Destination Soylent Green

Nun ist es amtlich: seit Anfang Juni 2021 dürfen laut EU-Novel-Food-Verordnung Produkte aus Mehlwürmern als Lebensmittel in Verkehr gebracht werden. Was auf den ersten Blick vermutlich bei vielen europäischen Konsumenten eher einen Ekel erzeugt, wird uns bereits im Vorfeld als asiatische und afrikanische Delikatesse schmackhaft gemacht. Ungeachtet der persönlichen Animositäten diesen neuartigen Nahrungsmitteln gegenüber, ploppen angesichts der durchweg positiven Argumentation für Speisen aus Insektenlarven gleich mehrere Fragezeichen vor dem geistigen Auge auf.

Obwohl Mehlwürmer mit deutlich weniger Platz-, Energie- und Futterbedarf als andere tierische Proteinlieferanten produziert werden können, benötigen sie doch immer noch Wohnung, Heizung und Nahrung, die ebenfalls hergestellt werden müssen. Um die Insektenlarven bei Laune zu halten, werden Hafer, Soja, Roggen und diverse Gemüse benötigt: alles Produkte, die auch vom Menschen direkt konsumiert werden können, ohne den Umweg über die Wurmfarm.

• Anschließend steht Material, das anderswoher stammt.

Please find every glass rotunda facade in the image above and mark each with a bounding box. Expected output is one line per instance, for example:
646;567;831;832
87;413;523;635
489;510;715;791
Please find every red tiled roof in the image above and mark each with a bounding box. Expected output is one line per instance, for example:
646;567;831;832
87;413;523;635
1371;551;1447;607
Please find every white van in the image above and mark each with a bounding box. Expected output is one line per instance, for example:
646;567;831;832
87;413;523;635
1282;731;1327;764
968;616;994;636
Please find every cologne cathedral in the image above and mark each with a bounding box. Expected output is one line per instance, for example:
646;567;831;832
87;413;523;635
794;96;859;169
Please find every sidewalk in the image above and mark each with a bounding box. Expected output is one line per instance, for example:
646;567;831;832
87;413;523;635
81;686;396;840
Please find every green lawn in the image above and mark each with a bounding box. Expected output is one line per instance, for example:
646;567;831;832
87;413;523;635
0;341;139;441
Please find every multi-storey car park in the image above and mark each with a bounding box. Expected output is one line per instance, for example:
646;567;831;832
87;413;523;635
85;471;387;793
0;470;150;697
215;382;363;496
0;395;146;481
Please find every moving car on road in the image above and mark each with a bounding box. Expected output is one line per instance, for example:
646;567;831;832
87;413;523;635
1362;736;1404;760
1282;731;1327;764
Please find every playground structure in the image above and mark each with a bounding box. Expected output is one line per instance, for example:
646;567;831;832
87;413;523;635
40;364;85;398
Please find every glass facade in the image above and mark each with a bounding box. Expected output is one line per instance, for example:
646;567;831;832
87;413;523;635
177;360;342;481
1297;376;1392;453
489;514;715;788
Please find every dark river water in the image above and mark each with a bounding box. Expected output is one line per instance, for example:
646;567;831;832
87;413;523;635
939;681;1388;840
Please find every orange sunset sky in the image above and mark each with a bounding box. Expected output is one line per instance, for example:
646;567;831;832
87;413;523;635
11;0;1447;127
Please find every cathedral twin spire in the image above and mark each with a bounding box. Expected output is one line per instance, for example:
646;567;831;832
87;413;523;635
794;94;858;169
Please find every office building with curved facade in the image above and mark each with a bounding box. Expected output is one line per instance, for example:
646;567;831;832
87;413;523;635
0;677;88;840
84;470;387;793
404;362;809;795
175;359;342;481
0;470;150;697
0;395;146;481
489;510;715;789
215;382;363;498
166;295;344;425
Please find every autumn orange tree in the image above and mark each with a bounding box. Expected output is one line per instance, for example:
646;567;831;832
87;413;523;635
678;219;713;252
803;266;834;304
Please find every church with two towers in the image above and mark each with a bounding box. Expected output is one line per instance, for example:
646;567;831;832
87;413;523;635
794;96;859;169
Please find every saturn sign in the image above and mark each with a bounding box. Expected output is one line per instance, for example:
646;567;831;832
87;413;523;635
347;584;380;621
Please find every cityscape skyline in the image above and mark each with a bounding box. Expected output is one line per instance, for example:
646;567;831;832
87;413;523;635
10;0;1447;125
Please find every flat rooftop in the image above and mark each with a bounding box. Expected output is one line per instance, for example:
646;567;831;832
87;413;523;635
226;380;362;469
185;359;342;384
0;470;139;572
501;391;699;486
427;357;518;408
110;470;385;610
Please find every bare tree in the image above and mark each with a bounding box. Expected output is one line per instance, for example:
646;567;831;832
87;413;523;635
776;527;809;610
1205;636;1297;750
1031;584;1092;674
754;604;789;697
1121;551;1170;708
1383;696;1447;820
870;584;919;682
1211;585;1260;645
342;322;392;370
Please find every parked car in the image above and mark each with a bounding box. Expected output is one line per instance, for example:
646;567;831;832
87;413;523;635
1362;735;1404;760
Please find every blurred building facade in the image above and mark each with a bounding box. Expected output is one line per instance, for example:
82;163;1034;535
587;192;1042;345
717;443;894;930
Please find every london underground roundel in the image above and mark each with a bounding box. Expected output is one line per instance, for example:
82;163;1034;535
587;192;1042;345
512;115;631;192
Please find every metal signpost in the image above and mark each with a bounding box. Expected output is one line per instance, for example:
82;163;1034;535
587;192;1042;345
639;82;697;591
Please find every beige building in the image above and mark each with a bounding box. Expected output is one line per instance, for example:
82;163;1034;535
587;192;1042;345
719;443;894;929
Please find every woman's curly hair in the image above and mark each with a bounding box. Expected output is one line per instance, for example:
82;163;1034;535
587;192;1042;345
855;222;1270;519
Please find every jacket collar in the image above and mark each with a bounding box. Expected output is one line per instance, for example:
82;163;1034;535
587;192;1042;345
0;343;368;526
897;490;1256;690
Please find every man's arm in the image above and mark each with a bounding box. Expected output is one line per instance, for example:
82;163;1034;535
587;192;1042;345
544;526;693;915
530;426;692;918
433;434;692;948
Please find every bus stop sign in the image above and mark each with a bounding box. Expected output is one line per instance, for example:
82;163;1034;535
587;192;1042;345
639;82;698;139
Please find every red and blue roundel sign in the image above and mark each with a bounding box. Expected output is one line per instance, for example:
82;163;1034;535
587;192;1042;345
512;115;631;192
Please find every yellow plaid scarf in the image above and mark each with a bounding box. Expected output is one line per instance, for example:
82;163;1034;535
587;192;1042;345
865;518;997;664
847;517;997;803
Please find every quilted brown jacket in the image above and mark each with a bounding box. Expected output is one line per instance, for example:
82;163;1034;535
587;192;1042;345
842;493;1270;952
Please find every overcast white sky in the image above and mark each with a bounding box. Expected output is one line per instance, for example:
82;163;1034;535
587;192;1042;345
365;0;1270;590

Stellen wir eine Kuh oder ein Schaf auf die Weide, dann frißt das Tier Gras und liefert Nahrungsmittel. Gras können wir nicht selber essen, wir müssen es auch nicht aufwändig produzieren. Bei natürlicher Nutztierhaltung (z.B. Beweidung von Heideflächen mit Heidschnucken) fällt die zusätzliche Produktion von Kraftfutter aus Soja und Getreide flach.

Darüber hinaus fördert die Verwendung von leicht und schnell zu produzierenden Insekten-Lebensmitteln eine Zwei-Klassen-Gesellschaft: diejenigen, die sich „richtiges“ Fleisch leisten können und die anderen, die Würmer essen. Besonders deutlich wird dieser Aspekt in dem Science-Fiction-Film ‚Snowpiercer‚ des südkoreanischen Regisseurs und Drehbuchautors Bong Joon-ho in Szene gesetzt. Die Proteinbarren, mit denen die Unterdrückten in den letzten Waggons des Zuges gefüttert werden, bestehen ebenfalls aus Insektenlarven und ähnlichem, während die Elite im vorderen Teil des Zuges Steaks auf dem Speiseplan hat.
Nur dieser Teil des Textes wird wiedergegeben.